I got the homepage to load again, after struggling mightily, then blundered my way to a different list of chat rooms that seemed more text-based, if still augmented by video and audio; PalTalk’s point of pride is in blending these three elements. These rooms had the ugly interface of classic AOL chatrooms, and the same confusion, with additional video thumbnails of the participants.
There were rooms to discuss the music of the 1980s and to flirt, of course, but one of the more interesting applications of this technology came in a room where non-native speakers could practice their English.
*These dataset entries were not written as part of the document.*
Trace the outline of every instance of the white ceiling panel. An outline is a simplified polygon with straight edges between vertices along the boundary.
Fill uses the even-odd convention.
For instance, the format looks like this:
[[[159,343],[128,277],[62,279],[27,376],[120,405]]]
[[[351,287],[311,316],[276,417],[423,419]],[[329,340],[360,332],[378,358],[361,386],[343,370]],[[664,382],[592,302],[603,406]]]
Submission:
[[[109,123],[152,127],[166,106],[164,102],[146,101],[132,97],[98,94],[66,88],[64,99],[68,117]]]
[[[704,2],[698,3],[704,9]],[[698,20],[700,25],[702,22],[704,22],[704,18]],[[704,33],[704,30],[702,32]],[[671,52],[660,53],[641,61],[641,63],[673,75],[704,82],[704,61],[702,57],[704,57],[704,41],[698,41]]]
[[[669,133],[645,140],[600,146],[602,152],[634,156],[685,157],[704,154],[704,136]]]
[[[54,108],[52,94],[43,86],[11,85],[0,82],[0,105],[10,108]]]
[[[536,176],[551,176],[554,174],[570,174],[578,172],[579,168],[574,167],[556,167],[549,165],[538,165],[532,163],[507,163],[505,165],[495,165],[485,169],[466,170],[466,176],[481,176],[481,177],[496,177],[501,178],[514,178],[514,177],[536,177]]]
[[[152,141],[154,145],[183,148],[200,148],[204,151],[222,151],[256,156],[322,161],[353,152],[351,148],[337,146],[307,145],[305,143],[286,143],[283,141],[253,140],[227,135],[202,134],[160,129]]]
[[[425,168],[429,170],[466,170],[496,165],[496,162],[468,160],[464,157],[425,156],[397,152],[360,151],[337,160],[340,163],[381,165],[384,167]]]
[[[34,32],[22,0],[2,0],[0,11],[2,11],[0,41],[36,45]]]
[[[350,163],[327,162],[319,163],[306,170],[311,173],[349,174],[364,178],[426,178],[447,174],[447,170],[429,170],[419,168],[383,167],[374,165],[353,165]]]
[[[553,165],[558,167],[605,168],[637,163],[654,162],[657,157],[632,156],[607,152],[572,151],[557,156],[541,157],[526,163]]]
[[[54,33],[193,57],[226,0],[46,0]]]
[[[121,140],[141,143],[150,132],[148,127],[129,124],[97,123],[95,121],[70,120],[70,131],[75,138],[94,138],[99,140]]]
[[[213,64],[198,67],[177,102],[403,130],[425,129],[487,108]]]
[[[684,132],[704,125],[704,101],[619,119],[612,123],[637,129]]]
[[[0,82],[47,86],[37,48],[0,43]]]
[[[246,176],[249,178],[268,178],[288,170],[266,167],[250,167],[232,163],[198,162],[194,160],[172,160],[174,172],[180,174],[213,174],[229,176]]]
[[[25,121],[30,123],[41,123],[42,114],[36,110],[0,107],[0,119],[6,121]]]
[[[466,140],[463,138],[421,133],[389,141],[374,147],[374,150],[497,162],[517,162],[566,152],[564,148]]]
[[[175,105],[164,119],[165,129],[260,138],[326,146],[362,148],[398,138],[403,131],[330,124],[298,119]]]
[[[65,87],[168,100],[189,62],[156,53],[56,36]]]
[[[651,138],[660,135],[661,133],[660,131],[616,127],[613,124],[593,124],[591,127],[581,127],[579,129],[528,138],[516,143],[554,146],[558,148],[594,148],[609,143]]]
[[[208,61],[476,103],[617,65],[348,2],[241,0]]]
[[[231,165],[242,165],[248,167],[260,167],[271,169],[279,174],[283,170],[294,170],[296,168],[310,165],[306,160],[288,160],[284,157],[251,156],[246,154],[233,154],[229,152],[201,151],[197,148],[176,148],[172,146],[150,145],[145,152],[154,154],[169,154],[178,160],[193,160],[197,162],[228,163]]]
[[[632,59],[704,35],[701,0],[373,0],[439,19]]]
I watched as one user typed “Do you treat your parents with deference?” and another user carefully enunciated the sentence into his microphone, presumably from thousands of miles away.
With 4 million users, PalTalk is no Twitter. It’s not even a Tumblr. But it has a strongly international bent, which could be part of why the NSA and FBI are interested. It seems to have been a strong connector of people during the Arab Spring, and Foreign Policynoted that the men who plotted to bomb the London Stock Exchange last year allegedly relied on the service.
While Skype, which would seem PalTalk’s closest competitor, is often about keeping tabs on old and distant friends, PalTalk wants you to meet new people. Think of it as a real-time OkCupid, where your image is continually broadcasted, and most people’s public data invites a romantic overture. The ability to simply “Browse Members” by profile, view their photos and send them private messages gives the site a stalker sheen that even Facebook can’t match—even if no one uses their real name.
As with Facebook, you can collect friends as well as interests and meaningless virtual gifts. You can also make free conference video calls of up to ten minutes. There’s a file-sharing function. A mobile app. VoIP chat. An IM option that gives you access to friends who are on Google Talk, MSN, ICQ, AOL, Facebook, and Yahoo… all at once. You can also create a private chat room for your own site. None of it works too well, though I was assured that 77,490 people were using PalTalk, one way or another, right then.
One supposes that some crucial intelligence may pass between any two of those people, in part because PalTalk is so obscure and feels, despite its unwieldy stack of 21st-century features, like something excavated by Internet archaeologists. If terrorists or arms dealers communicated via this technology, its wonkiness and MySpacean signal-to-noise ratio might indeed work in their favor. Anyone trying to pull useful data off these servers has their work cut out for them.